Scott Duncan, zone captain for the area that included Pacific City and Neskowin, said there was quite a bit of rope and Styrofoam as usual, but not a lot of floats, as is often found.
“We found two parts of one porta-potty,” Duncan said. “One was on one beach, and the other on another about five miles away.”
Randy Painter, zone captain for the Seaside/Cannon Beach area, said there were a lot of cigarette butts and a few lawn chairs lurking in the sand in that stretch.
Charlie Plybon, who oversaw the Newport area as well as served as the main coordinator for the Surfrider Foundation, said plastic was the big problem. That was something the Surfrider Foundation was trying to raise awareness about, partially by providing reusable bags to all the participants.
“It’s easy to eliminate from our lives without any major burdens,” he said.
He added that sheet metal was popping up an awful lot, which was somewhat unusual.
The television was found at Beverly Beach just north of Newport, and an 18-foot chunk of sewer pipe from what appeared to be a private home was discovered in that area as well.
The weirdest thing wasn’t well reported, however.
“From Agate Beach, someone brought in a Calvin Klein bag full of brand new underwear,” Plybon said. “We think that was probably stolen from somewhere.”
The wind was wild at times and the day was a soaker. Duncan said wind gusts were a good 20 miles an hour sometimes.
“We had a tent at Winema Beach for volunteers,” Duncan said. “If that hadn’t been staked down really well it would have flown away. The wind still bent the metal frame of the tent.”
Organizers say the economy didn’t appear to play any part, and even the sideways weather didn’t deter many from showing up. Last year, the spring cleanup was hindered in numbers by snow on the coast range highways. This year, most reported greater numbers in their areas.

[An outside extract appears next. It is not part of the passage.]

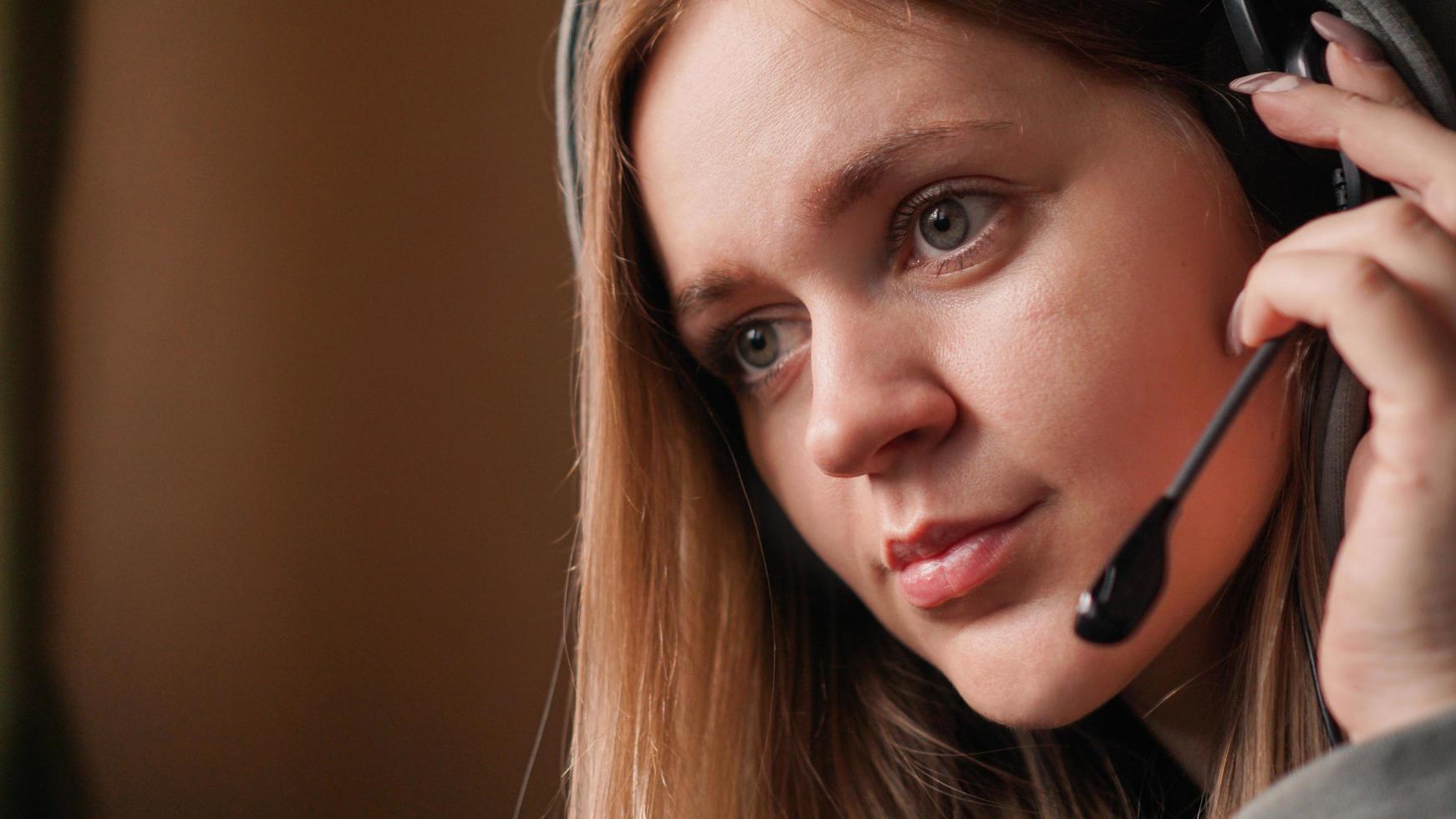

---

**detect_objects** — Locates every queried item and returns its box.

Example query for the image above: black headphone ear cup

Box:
[1197,16,1340,236]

Duncan said his section was about the same numbers as last year, while Painter said the hearty souls were greater in number, sometimes by over 100 more from last year's figures.
There was the usual group of 30 students from OSU extension group from Salem helping out, among many other veterans, Painter said. He had about 500 in the Seaside area and 350 volunteers in Cannon Beach. There were about 320 in Seaside last year.
Oregon Governor Tom McCall founded SOLV in 1969 to address litter and vandalism problems. Since then, the organization’s mission has expanded to reach every county in the state and brings together government agencies, businesses and individuals in programs and projects to enhance the livability of Oregon.
In the 25 years since the Oregon Beach Cleanup began, nearly 185,000 SOLV volunteers have worked to remove nearly 1,200 tons of trash from the Oregon coast.